The data warehouse was designed to cover the complete history of the Olympic Games, enabling analysis of various factors, including:
- Athletes' performance by discipline
- Success rates based on the location of the games
- Athlete demographics (gender, build, age, nationality)
- Defining the Fact: Defining the fact that the warehouse represents, considering the necessary data granularity.
- Designing the Star Schema: Designing the fact table and associated dimension tables using a star schema model, with SQL
CREATE TABLE
commands written for all tables. - Creating the Star Schema Diagram: Creating a visual representation of the star schema to illustrate the relationships between tables.
- Populating Data: Populating the dimension and fact tables with data extracted from the given database.
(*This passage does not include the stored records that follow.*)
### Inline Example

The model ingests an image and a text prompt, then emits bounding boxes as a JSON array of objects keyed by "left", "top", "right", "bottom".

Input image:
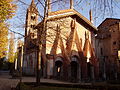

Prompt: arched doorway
[
  {"left": 70, "top": 56, "right": 79, "bottom": 82},
  {"left": 55, "top": 57, "right": 63, "bottom": 79},
  {"left": 87, "top": 62, "right": 94, "bottom": 81}
]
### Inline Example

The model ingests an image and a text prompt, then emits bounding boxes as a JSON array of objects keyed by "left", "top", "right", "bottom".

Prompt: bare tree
[
  {"left": 9, "top": 0, "right": 120, "bottom": 85},
  {"left": 12, "top": 0, "right": 119, "bottom": 36}
]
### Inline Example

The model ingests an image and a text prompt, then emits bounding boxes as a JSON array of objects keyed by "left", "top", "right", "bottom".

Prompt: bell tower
[{"left": 25, "top": 0, "right": 38, "bottom": 39}]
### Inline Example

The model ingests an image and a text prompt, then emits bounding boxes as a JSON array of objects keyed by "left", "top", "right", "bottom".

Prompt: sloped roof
[
  {"left": 98, "top": 18, "right": 120, "bottom": 28},
  {"left": 47, "top": 9, "right": 97, "bottom": 32}
]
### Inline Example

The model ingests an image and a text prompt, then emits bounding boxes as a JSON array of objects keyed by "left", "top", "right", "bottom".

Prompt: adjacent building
[{"left": 96, "top": 18, "right": 120, "bottom": 80}]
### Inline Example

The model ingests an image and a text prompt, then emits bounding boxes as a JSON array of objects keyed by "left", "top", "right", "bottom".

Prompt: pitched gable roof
[
  {"left": 98, "top": 18, "right": 120, "bottom": 28},
  {"left": 47, "top": 9, "right": 97, "bottom": 32}
]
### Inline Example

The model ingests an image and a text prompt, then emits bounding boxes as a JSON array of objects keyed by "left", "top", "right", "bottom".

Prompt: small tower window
[
  {"left": 113, "top": 41, "right": 116, "bottom": 45},
  {"left": 31, "top": 16, "right": 35, "bottom": 20},
  {"left": 31, "top": 25, "right": 35, "bottom": 28}
]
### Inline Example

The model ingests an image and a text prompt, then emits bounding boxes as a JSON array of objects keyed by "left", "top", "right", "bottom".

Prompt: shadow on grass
[
  {"left": 16, "top": 81, "right": 120, "bottom": 90},
  {"left": 16, "top": 83, "right": 96, "bottom": 90}
]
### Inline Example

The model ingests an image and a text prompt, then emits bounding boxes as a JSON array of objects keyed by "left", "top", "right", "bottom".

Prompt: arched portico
[
  {"left": 87, "top": 62, "right": 94, "bottom": 81},
  {"left": 70, "top": 56, "right": 81, "bottom": 82},
  {"left": 54, "top": 57, "right": 63, "bottom": 79}
]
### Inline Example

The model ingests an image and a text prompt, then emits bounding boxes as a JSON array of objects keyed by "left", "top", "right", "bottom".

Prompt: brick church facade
[{"left": 23, "top": 0, "right": 99, "bottom": 82}]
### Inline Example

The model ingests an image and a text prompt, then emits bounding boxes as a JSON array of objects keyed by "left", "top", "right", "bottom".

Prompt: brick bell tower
[
  {"left": 24, "top": 0, "right": 38, "bottom": 52},
  {"left": 25, "top": 0, "right": 38, "bottom": 39}
]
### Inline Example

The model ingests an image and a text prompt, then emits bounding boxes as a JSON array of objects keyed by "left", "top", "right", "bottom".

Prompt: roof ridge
[
  {"left": 106, "top": 18, "right": 120, "bottom": 20},
  {"left": 48, "top": 9, "right": 73, "bottom": 16}
]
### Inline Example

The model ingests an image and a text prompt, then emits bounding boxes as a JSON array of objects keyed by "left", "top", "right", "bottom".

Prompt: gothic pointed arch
[
  {"left": 74, "top": 30, "right": 83, "bottom": 57},
  {"left": 83, "top": 36, "right": 99, "bottom": 80},
  {"left": 66, "top": 19, "right": 76, "bottom": 55},
  {"left": 50, "top": 24, "right": 60, "bottom": 56},
  {"left": 59, "top": 36, "right": 70, "bottom": 64},
  {"left": 83, "top": 37, "right": 96, "bottom": 63}
]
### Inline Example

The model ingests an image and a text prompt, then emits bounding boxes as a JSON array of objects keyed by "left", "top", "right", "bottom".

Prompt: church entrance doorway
[
  {"left": 71, "top": 56, "right": 79, "bottom": 82},
  {"left": 55, "top": 57, "right": 63, "bottom": 79},
  {"left": 87, "top": 62, "right": 94, "bottom": 81}
]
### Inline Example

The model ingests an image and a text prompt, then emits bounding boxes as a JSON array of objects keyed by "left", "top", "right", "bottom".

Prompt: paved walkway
[
  {"left": 0, "top": 71, "right": 74, "bottom": 90},
  {"left": 0, "top": 71, "right": 92, "bottom": 90},
  {"left": 0, "top": 71, "right": 18, "bottom": 90}
]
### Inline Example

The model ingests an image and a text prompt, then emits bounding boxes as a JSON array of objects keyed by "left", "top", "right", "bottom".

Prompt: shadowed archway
[
  {"left": 70, "top": 56, "right": 80, "bottom": 82},
  {"left": 55, "top": 57, "right": 63, "bottom": 79},
  {"left": 87, "top": 62, "right": 94, "bottom": 81}
]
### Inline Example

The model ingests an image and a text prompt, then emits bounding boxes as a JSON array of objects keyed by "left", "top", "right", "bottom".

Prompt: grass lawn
[
  {"left": 17, "top": 82, "right": 120, "bottom": 90},
  {"left": 19, "top": 83, "right": 95, "bottom": 90},
  {"left": 34, "top": 86, "right": 95, "bottom": 90}
]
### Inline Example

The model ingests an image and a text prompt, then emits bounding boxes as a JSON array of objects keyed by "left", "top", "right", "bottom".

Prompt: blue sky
[{"left": 8, "top": 0, "right": 120, "bottom": 41}]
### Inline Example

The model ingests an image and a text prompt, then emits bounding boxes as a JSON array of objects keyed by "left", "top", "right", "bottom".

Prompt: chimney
[
  {"left": 70, "top": 0, "right": 73, "bottom": 9},
  {"left": 89, "top": 9, "right": 93, "bottom": 23},
  {"left": 48, "top": 0, "right": 51, "bottom": 13}
]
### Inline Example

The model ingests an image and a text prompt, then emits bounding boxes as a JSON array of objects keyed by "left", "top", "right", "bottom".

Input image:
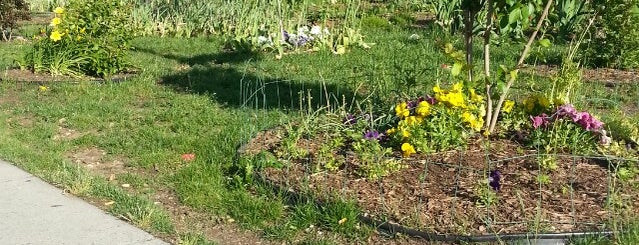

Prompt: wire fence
[{"left": 239, "top": 128, "right": 639, "bottom": 242}]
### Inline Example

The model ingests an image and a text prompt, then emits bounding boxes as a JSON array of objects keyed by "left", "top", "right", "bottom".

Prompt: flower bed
[{"left": 240, "top": 127, "right": 638, "bottom": 237}]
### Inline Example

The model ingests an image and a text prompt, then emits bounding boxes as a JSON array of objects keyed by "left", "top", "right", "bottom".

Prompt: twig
[{"left": 488, "top": 0, "right": 554, "bottom": 132}]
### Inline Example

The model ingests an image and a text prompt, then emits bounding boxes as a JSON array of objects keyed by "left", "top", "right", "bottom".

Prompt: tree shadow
[{"left": 136, "top": 47, "right": 354, "bottom": 110}]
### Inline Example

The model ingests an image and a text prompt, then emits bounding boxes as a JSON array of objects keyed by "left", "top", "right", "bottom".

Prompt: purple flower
[
  {"left": 530, "top": 113, "right": 550, "bottom": 129},
  {"left": 363, "top": 130, "right": 383, "bottom": 141},
  {"left": 407, "top": 100, "right": 418, "bottom": 109},
  {"left": 489, "top": 170, "right": 501, "bottom": 191},
  {"left": 425, "top": 95, "right": 437, "bottom": 105},
  {"left": 343, "top": 114, "right": 357, "bottom": 125},
  {"left": 556, "top": 104, "right": 578, "bottom": 119}
]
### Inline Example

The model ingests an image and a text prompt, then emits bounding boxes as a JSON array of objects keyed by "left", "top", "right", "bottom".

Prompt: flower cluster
[
  {"left": 530, "top": 104, "right": 609, "bottom": 145},
  {"left": 49, "top": 7, "right": 65, "bottom": 42},
  {"left": 386, "top": 83, "right": 486, "bottom": 157},
  {"left": 522, "top": 94, "right": 551, "bottom": 114}
]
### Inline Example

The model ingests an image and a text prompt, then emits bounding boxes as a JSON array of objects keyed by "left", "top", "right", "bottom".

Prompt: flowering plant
[
  {"left": 385, "top": 82, "right": 486, "bottom": 157},
  {"left": 22, "top": 0, "right": 133, "bottom": 77}
]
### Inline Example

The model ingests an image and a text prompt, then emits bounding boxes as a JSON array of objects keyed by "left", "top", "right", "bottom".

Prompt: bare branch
[{"left": 488, "top": 0, "right": 554, "bottom": 132}]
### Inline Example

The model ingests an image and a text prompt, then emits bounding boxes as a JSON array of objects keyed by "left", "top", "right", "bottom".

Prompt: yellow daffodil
[
  {"left": 415, "top": 101, "right": 430, "bottom": 117},
  {"left": 50, "top": 30, "right": 64, "bottom": 41},
  {"left": 502, "top": 100, "right": 515, "bottom": 113},
  {"left": 401, "top": 143, "right": 416, "bottom": 157},
  {"left": 50, "top": 17, "right": 62, "bottom": 26},
  {"left": 395, "top": 102, "right": 410, "bottom": 119},
  {"left": 54, "top": 7, "right": 64, "bottom": 14}
]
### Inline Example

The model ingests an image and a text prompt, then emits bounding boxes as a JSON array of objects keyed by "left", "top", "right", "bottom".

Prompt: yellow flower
[
  {"left": 401, "top": 129, "right": 411, "bottom": 138},
  {"left": 469, "top": 89, "right": 483, "bottom": 103},
  {"left": 553, "top": 97, "right": 566, "bottom": 106},
  {"left": 50, "top": 30, "right": 64, "bottom": 41},
  {"left": 80, "top": 27, "right": 86, "bottom": 34},
  {"left": 50, "top": 17, "right": 62, "bottom": 26},
  {"left": 395, "top": 102, "right": 410, "bottom": 119},
  {"left": 415, "top": 101, "right": 430, "bottom": 117},
  {"left": 502, "top": 100, "right": 515, "bottom": 113},
  {"left": 405, "top": 116, "right": 423, "bottom": 126},
  {"left": 54, "top": 7, "right": 64, "bottom": 14},
  {"left": 38, "top": 86, "right": 48, "bottom": 92},
  {"left": 386, "top": 128, "right": 396, "bottom": 135},
  {"left": 523, "top": 96, "right": 535, "bottom": 112},
  {"left": 538, "top": 96, "right": 550, "bottom": 108},
  {"left": 401, "top": 143, "right": 416, "bottom": 157},
  {"left": 432, "top": 85, "right": 442, "bottom": 93},
  {"left": 451, "top": 82, "right": 463, "bottom": 93}
]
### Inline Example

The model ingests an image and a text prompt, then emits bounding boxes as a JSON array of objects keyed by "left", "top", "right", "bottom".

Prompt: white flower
[
  {"left": 257, "top": 36, "right": 272, "bottom": 45},
  {"left": 297, "top": 26, "right": 309, "bottom": 35},
  {"left": 409, "top": 34, "right": 421, "bottom": 40},
  {"left": 310, "top": 25, "right": 322, "bottom": 36}
]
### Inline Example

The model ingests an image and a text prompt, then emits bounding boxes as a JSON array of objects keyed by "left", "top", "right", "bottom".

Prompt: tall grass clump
[{"left": 129, "top": 0, "right": 371, "bottom": 54}]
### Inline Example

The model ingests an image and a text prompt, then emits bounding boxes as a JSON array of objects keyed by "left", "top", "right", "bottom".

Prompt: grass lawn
[{"left": 1, "top": 16, "right": 639, "bottom": 244}]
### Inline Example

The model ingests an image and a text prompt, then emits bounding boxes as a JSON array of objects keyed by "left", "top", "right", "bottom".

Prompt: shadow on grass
[{"left": 136, "top": 47, "right": 355, "bottom": 111}]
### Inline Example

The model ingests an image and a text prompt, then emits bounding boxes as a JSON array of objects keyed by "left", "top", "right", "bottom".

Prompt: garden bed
[{"left": 240, "top": 127, "right": 639, "bottom": 238}]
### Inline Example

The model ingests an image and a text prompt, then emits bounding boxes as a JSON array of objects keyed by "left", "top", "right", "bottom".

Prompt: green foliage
[
  {"left": 21, "top": 0, "right": 134, "bottom": 77},
  {"left": 352, "top": 138, "right": 402, "bottom": 180},
  {"left": 530, "top": 118, "right": 599, "bottom": 155},
  {"left": 0, "top": 0, "right": 31, "bottom": 41},
  {"left": 549, "top": 0, "right": 590, "bottom": 40},
  {"left": 585, "top": 0, "right": 639, "bottom": 68}
]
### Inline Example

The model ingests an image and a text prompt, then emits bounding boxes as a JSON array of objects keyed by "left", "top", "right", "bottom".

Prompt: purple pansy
[
  {"left": 530, "top": 113, "right": 550, "bottom": 129},
  {"left": 363, "top": 130, "right": 384, "bottom": 141},
  {"left": 343, "top": 114, "right": 357, "bottom": 125},
  {"left": 425, "top": 95, "right": 437, "bottom": 105},
  {"left": 489, "top": 170, "right": 501, "bottom": 191}
]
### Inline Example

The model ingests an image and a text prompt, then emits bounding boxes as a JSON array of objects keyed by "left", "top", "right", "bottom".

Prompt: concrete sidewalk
[{"left": 0, "top": 160, "right": 168, "bottom": 245}]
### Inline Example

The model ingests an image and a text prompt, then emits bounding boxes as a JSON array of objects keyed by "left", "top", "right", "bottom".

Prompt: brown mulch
[
  {"left": 522, "top": 65, "right": 639, "bottom": 84},
  {"left": 241, "top": 128, "right": 639, "bottom": 238}
]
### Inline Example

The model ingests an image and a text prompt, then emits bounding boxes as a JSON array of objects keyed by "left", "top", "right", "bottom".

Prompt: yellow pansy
[
  {"left": 50, "top": 30, "right": 64, "bottom": 41},
  {"left": 401, "top": 143, "right": 416, "bottom": 157},
  {"left": 502, "top": 100, "right": 515, "bottom": 113},
  {"left": 469, "top": 89, "right": 483, "bottom": 103},
  {"left": 415, "top": 101, "right": 430, "bottom": 117},
  {"left": 386, "top": 128, "right": 396, "bottom": 135},
  {"left": 54, "top": 7, "right": 64, "bottom": 14},
  {"left": 395, "top": 102, "right": 410, "bottom": 119},
  {"left": 405, "top": 116, "right": 423, "bottom": 126}
]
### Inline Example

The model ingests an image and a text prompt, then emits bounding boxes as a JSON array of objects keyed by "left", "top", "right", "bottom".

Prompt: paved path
[{"left": 0, "top": 160, "right": 168, "bottom": 245}]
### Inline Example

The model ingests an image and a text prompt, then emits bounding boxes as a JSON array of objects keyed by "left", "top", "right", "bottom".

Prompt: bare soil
[{"left": 241, "top": 127, "right": 639, "bottom": 238}]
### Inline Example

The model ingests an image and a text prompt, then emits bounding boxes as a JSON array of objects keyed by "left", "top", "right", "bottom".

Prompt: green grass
[{"left": 1, "top": 15, "right": 639, "bottom": 244}]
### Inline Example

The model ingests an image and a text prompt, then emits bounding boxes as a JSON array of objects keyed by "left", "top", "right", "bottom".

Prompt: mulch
[{"left": 240, "top": 127, "right": 639, "bottom": 238}]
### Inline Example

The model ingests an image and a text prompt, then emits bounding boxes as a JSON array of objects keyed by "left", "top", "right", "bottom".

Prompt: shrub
[
  {"left": 0, "top": 0, "right": 31, "bottom": 41},
  {"left": 21, "top": 0, "right": 133, "bottom": 77},
  {"left": 584, "top": 0, "right": 639, "bottom": 69}
]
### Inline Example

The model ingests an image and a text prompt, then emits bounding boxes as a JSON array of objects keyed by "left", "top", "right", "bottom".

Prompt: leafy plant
[
  {"left": 0, "top": 0, "right": 31, "bottom": 41},
  {"left": 585, "top": 0, "right": 639, "bottom": 68},
  {"left": 21, "top": 0, "right": 134, "bottom": 77}
]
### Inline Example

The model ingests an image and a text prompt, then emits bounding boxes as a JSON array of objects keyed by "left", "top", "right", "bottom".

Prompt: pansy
[
  {"left": 530, "top": 113, "right": 549, "bottom": 129},
  {"left": 343, "top": 114, "right": 357, "bottom": 125},
  {"left": 502, "top": 100, "right": 515, "bottom": 113},
  {"left": 489, "top": 170, "right": 502, "bottom": 191},
  {"left": 363, "top": 130, "right": 383, "bottom": 141},
  {"left": 415, "top": 101, "right": 431, "bottom": 117},
  {"left": 401, "top": 143, "right": 416, "bottom": 157},
  {"left": 395, "top": 102, "right": 410, "bottom": 119}
]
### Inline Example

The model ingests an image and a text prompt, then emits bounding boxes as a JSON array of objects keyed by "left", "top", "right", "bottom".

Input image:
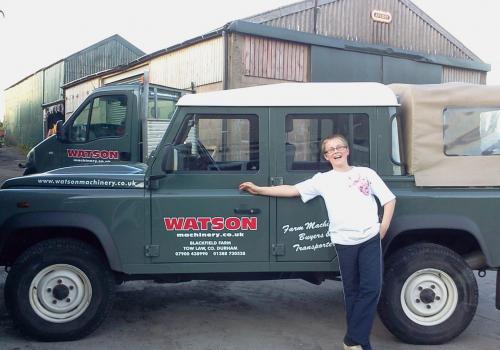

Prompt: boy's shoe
[{"left": 343, "top": 343, "right": 363, "bottom": 350}]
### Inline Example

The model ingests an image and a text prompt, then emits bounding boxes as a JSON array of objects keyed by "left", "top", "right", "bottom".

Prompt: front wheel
[
  {"left": 378, "top": 243, "right": 478, "bottom": 344},
  {"left": 4, "top": 239, "right": 115, "bottom": 341}
]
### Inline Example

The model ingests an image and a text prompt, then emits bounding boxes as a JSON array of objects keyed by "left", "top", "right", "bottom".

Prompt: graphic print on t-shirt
[{"left": 349, "top": 174, "right": 370, "bottom": 196}]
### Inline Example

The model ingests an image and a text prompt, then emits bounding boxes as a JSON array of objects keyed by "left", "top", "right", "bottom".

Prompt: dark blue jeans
[{"left": 335, "top": 234, "right": 382, "bottom": 350}]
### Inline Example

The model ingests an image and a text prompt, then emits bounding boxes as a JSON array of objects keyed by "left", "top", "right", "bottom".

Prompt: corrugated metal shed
[
  {"left": 4, "top": 34, "right": 144, "bottom": 148},
  {"left": 64, "top": 0, "right": 491, "bottom": 96},
  {"left": 4, "top": 71, "right": 44, "bottom": 147}
]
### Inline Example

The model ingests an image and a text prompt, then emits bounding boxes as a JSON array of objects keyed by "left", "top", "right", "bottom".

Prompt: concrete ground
[
  {"left": 0, "top": 146, "right": 499, "bottom": 350},
  {"left": 0, "top": 145, "right": 25, "bottom": 185}
]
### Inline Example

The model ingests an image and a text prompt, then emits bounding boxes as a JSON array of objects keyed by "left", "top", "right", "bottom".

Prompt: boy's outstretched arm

- Implementing Queries: Executing several SQL queries on the data warehouse to enable:
- Identifying the top 10 most successful countries in the Summer and Winter Olympics
- Determining the top 10 athletes in the Summer and Winter Olympics post-1950
- Analyzing trends in women's participation over time
- Calculating the average age of medalists in athletics and gymnastics by gender post-1970
- Investigating home advantage regarding medal wins by local athletes
The completed assignment had to include two files which are located in the deliverables
directory:
- A plain text file containing:
- Description of the fact represented in the warehouse
- SQL commands for creating the fact and dimension tables
- SQL commands for populating all tables using data from the given database
- SQL queries that provide the required insights
- An image of the star schema
- The project was accomplished solely using SQL queries, with no additional programming languages required.